Other content that is mentioned in the patch notes is the addition of nine new leaders from eight new civilizations. New scenarios will also be added, examples include; ‘The Black Death’ which will pout your Civilization to the test as your population struggles to survive and all hope seems lost. World Congress has also been added as well as 21st Century Technologies and Civics. For more information regarding the biggest content update to ever come to a Civilization game, visit the official patch summary in the entirety of this post, or visit the official Civilization wesbite patch notes here. Civilization VI: Gathering Storm will be rleeased on February 14th, 2019.



  • ENVIRONMENTAL EFFECTS: Volcanoes, storms (blizzards, sand storms, tornados, hurricanes), climate change, floods, and droughts.
  • POWER AND CONSUMABLE RESOURCES: Strategic resources play an additional role in Gathering Storm. These resources are now consumed in power plants to generate electricity for your cities. Initially you’ll be powering your most advanced buildings by burning carbon-based resources like Coal and Oil, but renewable energy sources also unlock as you progress to current-day technologies. Your choices about resource usage will directly affect the world’s temperature and can cause melting ice caps and rising sea levels.

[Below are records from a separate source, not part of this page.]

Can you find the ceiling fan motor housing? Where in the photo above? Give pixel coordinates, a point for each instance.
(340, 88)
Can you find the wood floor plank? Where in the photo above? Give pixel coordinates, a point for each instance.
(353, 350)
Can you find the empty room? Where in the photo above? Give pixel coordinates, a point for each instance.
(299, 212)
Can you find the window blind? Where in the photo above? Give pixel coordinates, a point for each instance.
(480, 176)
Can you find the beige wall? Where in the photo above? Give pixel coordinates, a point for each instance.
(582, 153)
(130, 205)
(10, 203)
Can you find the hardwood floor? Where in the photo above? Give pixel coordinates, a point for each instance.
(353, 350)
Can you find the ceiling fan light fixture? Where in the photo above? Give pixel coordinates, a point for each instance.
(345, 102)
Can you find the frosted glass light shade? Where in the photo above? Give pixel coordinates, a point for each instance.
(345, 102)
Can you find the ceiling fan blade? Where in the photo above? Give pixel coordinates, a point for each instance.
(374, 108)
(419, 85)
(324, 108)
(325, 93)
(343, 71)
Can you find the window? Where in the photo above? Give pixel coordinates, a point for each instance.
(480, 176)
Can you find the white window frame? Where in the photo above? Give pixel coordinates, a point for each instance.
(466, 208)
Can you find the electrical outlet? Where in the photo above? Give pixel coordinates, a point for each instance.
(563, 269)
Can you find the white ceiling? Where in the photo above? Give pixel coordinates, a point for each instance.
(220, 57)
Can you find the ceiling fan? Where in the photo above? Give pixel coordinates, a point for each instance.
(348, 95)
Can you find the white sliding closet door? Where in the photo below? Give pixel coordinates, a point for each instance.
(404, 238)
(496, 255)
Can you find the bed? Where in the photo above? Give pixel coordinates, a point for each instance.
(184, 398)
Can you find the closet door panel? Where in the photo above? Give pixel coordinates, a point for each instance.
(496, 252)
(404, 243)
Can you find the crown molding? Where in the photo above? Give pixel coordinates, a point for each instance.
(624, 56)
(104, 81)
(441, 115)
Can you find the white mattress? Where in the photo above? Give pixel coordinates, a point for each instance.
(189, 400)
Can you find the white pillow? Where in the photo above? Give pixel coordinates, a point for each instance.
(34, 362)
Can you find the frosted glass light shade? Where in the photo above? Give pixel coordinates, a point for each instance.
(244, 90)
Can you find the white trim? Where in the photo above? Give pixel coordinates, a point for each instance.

  • ENGINEERING PROJECTS: Shape the world around your empire to overcome unfavorable land conditions by making improvements like canals, dams, tunnels and railroads. When settling cities, consider the flood risk to coastal lowland areas, but keep in mind that in the late-game, new technologies like Flood Barriers can be used to protect these tiles.
  • WORLD CONGRESS: Make your voice heard among the other leaders of the world. Earn Diplomatic Favor through Alliances, influencing city-states, competing in World Games, and more. Use Diplomatic Favor to extract promises from other leaders, vote on Resolutions, call a Special Session to address an emergency, and increase the weight of your votes in your quest to achieve the new Diplomatic Victory.
  • 21st CENTURY TECHNOLOGIES & CIVICS: A new era has been added to the Technology and Civics trees. Combat new environmental effects with speculative ideas such as relocating your population out to seasteads and developing technologies to recapture carbon emissions.
  • NEW LEADERS AND CIVS: Nine new leaders from eight new civilizations are introduced. Each brings unique bonuses and gameplay, as well as a total of nine unique units, four unique buildings, three unique improvements, two unique districts and one unique governor.
  • The Black Death: The Black Death ravaged Europe and western Asia in the mid-14thcentury, killing a greater share of the population than any other event in world history. The pandemic killed millions, ruined economies, upended political dynasties and transformed the face of the Western world. Your task is to lead your nation through the calamity: keep your population alive, your economy strong, and your faith unshaken amidst a world of terror and desperation.
  • War Machine: At the outset of WWI, the German Imperial Army had a daring plan: invade neutral Belgium and then rush the French heartland before they could mobilize to resist. If successful, the German forces would capture Paris within a month and end their resistance forever. In counter, the French command prepared Plan 17, an all-out onslaught designed to meet and stop a German offensive. When war was declared, both armies swung into motion and set up one of the most incredible and shocking military campaigns in world history. In this scenario, players take the side of one of these two great powers at this same precipice. As Germany, your task is to capture Paris. As France, your task is to prevent its capture. The clock is ticking, and the enemy is moving. Advance!
  • MORE NEW CONTENT: Seven new world wonders, seven natural wonders, 18 new units, 15 new improvements, 9 new buildings, 5 new districts, 2 new city sets, 9 new techs and 10 new civics have been added.
  • IMPROVED GAMEPLAY SYSTEMS: The Espionage system has been enhanced with new options, the Culture and Science Victories have been updated, new Historic Moments have been added, and additional improvements have been made to other existing systems.